Angga kecil tinggal bersama neneknya dikota seberang setelah ditinggalkan oleh ibunya. Neneknya berumur sekitar 80 tahunan, meski kulitnya keriput, dari wajahnya mengisyaratkan bahwa cantik itu abadi. Meski wajahnya hanya tersisa kulit saja, kecantikan itu tetap bersinar oleh kelembutan dan keanggunan yang dipancarkan oleh neneknya. Eyang Lasmi Si kembang ranum, begitu panggilan orang-orang menyapanya.
Dia wanita muda yang terperangkap dalam tubuh wanita renta. Tutur katanya begitu lembut ketika menyapa, serta tulang punggungnya masih lurus nan kokoh menopang tubuh yang tak muda lagi itu.
Suatu hari,Angga kecil bertanya kepada Neneknya, mengapa dulu ia tak tinggal bersama dengan kedua orang tuanya di Kota Mandala. Dari raut wajahnya, Eyang Lasmi bingung untuk menjelaskan alasan ia tidak tinggal disana. Trauma lama yang belum bisa dijelaskan kepada seorang anak seusia Angga -karena cerita lama pahit yang dibuka kembali dipercaya bisa membuka luka lama yang sudah berpuluh tahun terkubur dalam jiwa yang selalu mencoba berdamai dengan masa lalu.
Kota tempat kediaman Angga dan Neneknya itu kontras dengan Mandala. Kemiskinan dan perumahan kumuh jadi pemandangan keseharian yang tersuguhi pada setiap jengkal sudut kota.
Untuk pertama kalinya setelah sekian lama terpenjara oleh siksaan mendiang Ibunya,Angga mengenal dunia masa kecil yang penuh warna dikota ini. Sekolah menjadi tempat pertamanya untuk melangkah maju melukiskan perjalanan hidupnya.
Hari pertama sekolah, Angga menggendong tas besar dengan botol minum berbentuk kucing miliknya. Angga berjingkrak- jingkarak selama diperjalanan, tangannya menyentuh dedaunan dan bunga pekarangan yang masih ber-embun -seolah-olah dia adalah artis yang sedang menyapa para fans dari atas panggung.
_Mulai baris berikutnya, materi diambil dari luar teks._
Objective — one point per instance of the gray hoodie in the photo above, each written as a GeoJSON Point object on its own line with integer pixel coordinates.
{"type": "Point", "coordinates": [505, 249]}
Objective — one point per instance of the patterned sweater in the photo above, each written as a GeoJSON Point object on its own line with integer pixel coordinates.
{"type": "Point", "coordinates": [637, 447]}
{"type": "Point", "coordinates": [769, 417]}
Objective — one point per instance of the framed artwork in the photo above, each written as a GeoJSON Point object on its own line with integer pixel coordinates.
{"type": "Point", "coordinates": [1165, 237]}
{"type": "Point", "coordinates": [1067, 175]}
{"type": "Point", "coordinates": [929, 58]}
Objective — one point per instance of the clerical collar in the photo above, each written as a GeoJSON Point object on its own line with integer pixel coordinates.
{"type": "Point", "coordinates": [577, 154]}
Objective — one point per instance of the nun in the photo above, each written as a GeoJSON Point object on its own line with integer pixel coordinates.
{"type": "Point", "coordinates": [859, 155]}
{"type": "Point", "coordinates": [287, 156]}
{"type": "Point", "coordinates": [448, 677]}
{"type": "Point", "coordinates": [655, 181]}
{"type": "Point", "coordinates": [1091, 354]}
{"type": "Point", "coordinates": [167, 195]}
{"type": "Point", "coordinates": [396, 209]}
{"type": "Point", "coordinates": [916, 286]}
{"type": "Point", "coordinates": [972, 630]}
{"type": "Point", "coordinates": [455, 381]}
Untuk pertama kalinya dalam kehidupan Angga, Angga merasa bahwa dia adalah pemeran utama dalam kehidupanya sendiri.
Suasana hari pertama masuk sekolah sama halnya dengan suasana pada sekolah lainnya, Anak-anak menangis tidak mau berpisah dengan orangtuanya, bersembunyi diketiak ibunya saking takutnya menghadapi lingkungan baru yang akan mereka hadapi.
"Anak-anak silahkan duduk ya, biarkan orang tua kalian menunggu diluar kelas." Beberapa duduk tenang dan beberapa yang lainnya banyak yang tantrum -takut luput dari pandangan orang tua mereka.
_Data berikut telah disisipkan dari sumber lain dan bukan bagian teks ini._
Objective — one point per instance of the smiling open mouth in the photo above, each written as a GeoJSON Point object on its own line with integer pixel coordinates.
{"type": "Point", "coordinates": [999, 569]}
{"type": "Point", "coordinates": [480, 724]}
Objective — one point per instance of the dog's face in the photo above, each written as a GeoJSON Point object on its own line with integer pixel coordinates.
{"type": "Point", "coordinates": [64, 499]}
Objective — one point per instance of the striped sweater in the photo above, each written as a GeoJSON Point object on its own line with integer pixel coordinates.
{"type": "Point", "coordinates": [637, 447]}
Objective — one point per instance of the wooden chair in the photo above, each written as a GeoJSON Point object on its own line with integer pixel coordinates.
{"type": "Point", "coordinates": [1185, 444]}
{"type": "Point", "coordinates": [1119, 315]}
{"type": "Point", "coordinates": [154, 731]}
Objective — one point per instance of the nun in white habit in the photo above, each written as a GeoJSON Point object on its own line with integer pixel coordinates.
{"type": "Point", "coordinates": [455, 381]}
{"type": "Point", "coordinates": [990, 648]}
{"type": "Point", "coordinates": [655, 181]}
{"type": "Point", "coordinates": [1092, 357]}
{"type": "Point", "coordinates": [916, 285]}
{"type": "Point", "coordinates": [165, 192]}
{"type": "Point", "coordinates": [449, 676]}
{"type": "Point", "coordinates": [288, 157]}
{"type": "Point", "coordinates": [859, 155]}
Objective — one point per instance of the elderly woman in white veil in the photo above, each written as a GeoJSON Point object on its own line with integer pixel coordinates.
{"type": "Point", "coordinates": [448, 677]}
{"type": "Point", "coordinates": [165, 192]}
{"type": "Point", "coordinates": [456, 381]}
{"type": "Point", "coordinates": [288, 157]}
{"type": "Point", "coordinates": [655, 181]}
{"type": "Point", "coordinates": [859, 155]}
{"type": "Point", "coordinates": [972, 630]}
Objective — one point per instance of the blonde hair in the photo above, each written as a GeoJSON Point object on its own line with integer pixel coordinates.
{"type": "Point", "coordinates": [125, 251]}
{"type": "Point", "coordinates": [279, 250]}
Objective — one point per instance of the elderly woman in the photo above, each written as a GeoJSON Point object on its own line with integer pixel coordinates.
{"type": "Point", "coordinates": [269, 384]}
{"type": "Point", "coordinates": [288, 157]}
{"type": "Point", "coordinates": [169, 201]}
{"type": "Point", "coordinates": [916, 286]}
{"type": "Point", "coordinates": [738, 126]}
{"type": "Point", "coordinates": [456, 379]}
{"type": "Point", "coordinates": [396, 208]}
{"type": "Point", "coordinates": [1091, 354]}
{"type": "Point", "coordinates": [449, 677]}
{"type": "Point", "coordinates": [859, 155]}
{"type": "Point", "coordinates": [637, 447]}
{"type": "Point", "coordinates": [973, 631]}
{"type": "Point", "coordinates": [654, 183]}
Di hari pertama, ibu guru meminta anak- anak untuk memperkenalkan diri. Tampak dari kaca jendela kelas,orang tua yang masih menunggu hari pertama anaknya bersekolah begitu antusias menyaksikan buah hati mereka tampil kedepan kelas.
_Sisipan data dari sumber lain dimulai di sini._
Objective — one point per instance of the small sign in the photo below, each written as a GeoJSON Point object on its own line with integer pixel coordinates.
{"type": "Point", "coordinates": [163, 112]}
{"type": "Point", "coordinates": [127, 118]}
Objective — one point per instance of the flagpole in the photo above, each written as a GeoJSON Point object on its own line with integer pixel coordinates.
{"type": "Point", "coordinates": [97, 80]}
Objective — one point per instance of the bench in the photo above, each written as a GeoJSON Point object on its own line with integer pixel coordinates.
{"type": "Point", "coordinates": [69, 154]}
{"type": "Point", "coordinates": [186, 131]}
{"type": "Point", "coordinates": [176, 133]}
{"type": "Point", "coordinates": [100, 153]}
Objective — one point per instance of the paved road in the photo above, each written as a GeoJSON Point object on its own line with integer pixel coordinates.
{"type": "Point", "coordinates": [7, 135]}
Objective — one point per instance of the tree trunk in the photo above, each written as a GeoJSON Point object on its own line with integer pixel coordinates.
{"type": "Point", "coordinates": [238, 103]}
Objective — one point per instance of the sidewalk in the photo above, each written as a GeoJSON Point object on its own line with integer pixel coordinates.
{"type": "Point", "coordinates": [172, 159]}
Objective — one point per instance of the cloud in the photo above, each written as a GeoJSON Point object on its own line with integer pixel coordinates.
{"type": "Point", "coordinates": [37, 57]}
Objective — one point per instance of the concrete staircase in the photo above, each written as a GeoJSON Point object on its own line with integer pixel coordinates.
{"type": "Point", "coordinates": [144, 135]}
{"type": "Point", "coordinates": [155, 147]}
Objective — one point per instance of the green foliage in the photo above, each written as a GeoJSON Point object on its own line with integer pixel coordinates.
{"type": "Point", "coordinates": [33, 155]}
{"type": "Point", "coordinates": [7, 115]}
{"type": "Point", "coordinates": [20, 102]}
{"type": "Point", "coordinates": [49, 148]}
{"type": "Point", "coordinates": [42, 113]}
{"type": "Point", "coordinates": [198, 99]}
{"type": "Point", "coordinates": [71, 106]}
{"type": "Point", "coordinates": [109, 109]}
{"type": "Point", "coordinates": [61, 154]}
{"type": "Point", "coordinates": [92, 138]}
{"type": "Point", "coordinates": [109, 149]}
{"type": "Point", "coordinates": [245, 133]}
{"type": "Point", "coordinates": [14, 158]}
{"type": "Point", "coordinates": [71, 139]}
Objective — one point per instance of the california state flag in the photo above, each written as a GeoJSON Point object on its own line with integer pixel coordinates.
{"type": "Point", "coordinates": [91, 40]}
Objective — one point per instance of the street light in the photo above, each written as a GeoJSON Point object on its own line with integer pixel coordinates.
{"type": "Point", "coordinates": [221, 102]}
Tiba giliran Angga, dengan tenang dan senyuman sumringahnya maju kedepan, dilehernya masih tergantung botol minuman berbentuk kucing kesayangannya. Nada suaranya begitu interaktif dan menarik perhatian teman kelasnya yang lain. Terpancar rasa percaya diri dari dalam senyumannya yang lebar membuat aura kelas yang riuh itu tenang.
"Hai dek Angga, tadi diantar sama neneknya ya? Mamanya mana?" Ibu guru bertanya sambil berjongkok agar tingginya sama dengan Angga kecil.
" Mama didalam pohon jambu belakang rumah, sedang minum racun rumput bersama ayah." Jawabnya dengan senyum tipis tanpa ada beban.